Bu çerçevede makam, temsil ve görev tazminatı ödemeleri prime esas kazanç hesabına dahil edilmiş ve bu ödemelerden prim kesintisi yapılmaya başlanmıştı. 5434 sayılı Kanun'a tabi olan memurların emekli maaşlarına makam, görev ve temsil tazminatı tutarları eklenmekte iken 5510 sayılı Kanun'a tabi olanlar açısından bu uygulama kaldırılmıştı.

İşte yapılan yeni düzenleme ile 5510 sayılı Kanun'a tabi bakan yardımcıları için bu uygulama farklılaştırıldı ve makam ve temsil tazminatı tutarları emekli maaşlarına ayrıca ilave edilir hale getirildi.
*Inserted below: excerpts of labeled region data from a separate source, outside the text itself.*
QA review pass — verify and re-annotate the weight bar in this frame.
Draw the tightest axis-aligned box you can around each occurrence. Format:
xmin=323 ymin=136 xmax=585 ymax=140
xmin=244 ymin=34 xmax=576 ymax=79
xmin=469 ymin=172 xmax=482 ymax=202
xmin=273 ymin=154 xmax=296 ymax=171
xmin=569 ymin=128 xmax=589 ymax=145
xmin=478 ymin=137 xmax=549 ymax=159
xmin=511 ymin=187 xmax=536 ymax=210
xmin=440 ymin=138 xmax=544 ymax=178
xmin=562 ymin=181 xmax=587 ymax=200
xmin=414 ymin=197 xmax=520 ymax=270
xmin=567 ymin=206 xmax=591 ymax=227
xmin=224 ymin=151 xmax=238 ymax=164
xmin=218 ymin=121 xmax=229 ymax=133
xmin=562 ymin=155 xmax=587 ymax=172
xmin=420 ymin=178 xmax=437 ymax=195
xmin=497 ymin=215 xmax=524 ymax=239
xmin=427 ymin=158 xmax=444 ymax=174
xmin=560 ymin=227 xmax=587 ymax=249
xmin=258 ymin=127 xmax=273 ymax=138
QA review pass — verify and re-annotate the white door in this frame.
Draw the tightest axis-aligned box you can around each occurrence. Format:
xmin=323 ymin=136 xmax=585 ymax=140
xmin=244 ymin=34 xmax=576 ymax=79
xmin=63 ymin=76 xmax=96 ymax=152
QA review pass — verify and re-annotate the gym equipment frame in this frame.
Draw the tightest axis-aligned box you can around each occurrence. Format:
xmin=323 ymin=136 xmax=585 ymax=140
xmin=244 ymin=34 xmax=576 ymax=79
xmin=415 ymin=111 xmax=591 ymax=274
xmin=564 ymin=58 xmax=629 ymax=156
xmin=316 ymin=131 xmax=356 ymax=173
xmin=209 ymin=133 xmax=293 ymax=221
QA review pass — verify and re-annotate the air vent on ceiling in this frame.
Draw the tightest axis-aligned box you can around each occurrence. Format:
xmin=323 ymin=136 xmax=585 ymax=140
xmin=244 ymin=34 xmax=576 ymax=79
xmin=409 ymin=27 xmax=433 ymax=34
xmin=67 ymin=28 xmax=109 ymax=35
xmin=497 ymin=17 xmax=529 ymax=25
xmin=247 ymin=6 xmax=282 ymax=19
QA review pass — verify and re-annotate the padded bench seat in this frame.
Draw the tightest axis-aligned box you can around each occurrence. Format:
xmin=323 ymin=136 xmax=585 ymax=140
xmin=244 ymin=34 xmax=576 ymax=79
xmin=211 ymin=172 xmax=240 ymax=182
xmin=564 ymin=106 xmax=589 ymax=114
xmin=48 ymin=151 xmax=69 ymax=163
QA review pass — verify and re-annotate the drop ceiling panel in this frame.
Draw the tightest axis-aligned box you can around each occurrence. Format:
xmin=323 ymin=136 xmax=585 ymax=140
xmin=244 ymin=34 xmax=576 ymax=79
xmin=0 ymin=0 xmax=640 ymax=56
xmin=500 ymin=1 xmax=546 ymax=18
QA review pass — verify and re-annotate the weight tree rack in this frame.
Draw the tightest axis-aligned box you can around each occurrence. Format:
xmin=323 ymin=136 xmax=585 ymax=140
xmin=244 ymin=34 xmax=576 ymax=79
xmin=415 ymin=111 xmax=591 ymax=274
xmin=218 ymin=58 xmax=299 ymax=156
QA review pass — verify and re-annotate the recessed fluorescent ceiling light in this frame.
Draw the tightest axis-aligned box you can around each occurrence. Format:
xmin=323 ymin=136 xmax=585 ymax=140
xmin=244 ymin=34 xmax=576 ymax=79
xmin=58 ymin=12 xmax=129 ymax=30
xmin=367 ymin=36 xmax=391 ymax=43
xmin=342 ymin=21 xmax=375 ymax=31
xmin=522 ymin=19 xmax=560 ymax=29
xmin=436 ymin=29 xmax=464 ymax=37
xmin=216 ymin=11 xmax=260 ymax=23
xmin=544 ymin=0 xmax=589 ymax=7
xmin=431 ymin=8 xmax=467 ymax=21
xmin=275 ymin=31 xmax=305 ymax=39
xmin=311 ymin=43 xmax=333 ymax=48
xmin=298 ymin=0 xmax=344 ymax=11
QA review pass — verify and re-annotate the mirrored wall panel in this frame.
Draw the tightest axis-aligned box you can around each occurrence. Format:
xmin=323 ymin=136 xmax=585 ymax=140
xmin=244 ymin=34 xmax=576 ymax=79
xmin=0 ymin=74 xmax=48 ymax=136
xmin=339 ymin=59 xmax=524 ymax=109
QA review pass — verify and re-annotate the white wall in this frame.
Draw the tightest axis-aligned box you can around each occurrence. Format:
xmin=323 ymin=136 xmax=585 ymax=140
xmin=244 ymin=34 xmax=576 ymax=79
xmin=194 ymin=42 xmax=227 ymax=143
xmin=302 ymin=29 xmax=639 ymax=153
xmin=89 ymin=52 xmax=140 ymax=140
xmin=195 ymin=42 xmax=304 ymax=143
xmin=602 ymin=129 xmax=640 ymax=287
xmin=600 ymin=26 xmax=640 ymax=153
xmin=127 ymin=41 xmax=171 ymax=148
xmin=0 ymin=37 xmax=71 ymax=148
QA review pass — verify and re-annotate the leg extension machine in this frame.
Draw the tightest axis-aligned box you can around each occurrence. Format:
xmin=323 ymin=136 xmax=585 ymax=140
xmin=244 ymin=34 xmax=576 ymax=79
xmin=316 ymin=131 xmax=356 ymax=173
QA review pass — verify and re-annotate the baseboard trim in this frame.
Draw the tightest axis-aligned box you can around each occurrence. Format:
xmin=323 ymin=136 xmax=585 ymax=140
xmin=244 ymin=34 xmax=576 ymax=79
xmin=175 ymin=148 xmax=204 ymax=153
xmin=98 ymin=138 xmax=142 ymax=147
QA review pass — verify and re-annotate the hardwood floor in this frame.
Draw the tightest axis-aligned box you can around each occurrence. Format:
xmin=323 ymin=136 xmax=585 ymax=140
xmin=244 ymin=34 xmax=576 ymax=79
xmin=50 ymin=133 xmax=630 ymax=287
Yapılan düzenlemede neler yer alıyor?

7417 sayılı Kanun'la 5510 sayılı Kanun'a eklenen ek 22'nci maddede şu ifadelere yer verilmiştir;

“EK MADDE 22- Bakan yardımcılarından 5434 sayılı Kanun'nun bu kanunla yürürlükten kaldırılan ek 68'inci maddesine göre makam tazminatı ve buna bağlı olarak temsil tazminatı ödenenler hariç olmak üzere, söz konusu mülga ek 68'inci maddede belirtilen şartları haiz olanlara, kurumca bu kanun ve ilgili mevzuat uyarınca bağlanan aylıklarına ilave olarak bakan yardımcıları için belirlenen makam ve temsil tazminatı tutarı ayrıca ilave edilir. Bu fıkra kapsamında hesaplanan tutar, hak sahiplerinin aylıklarına 34'üncü maddede belirlenen oranlara göre ilave edilir. Mülga ek 68'inci maddenin birinci fıkrasında öngörülen iki yıllık sürenin hesabında makam tazminatına müstahak görevler ile sigortalı olup olmadıklarına bakılmaksızın bakan yardımcısı olarak geçen sürelerin tamamı dikkate alınır.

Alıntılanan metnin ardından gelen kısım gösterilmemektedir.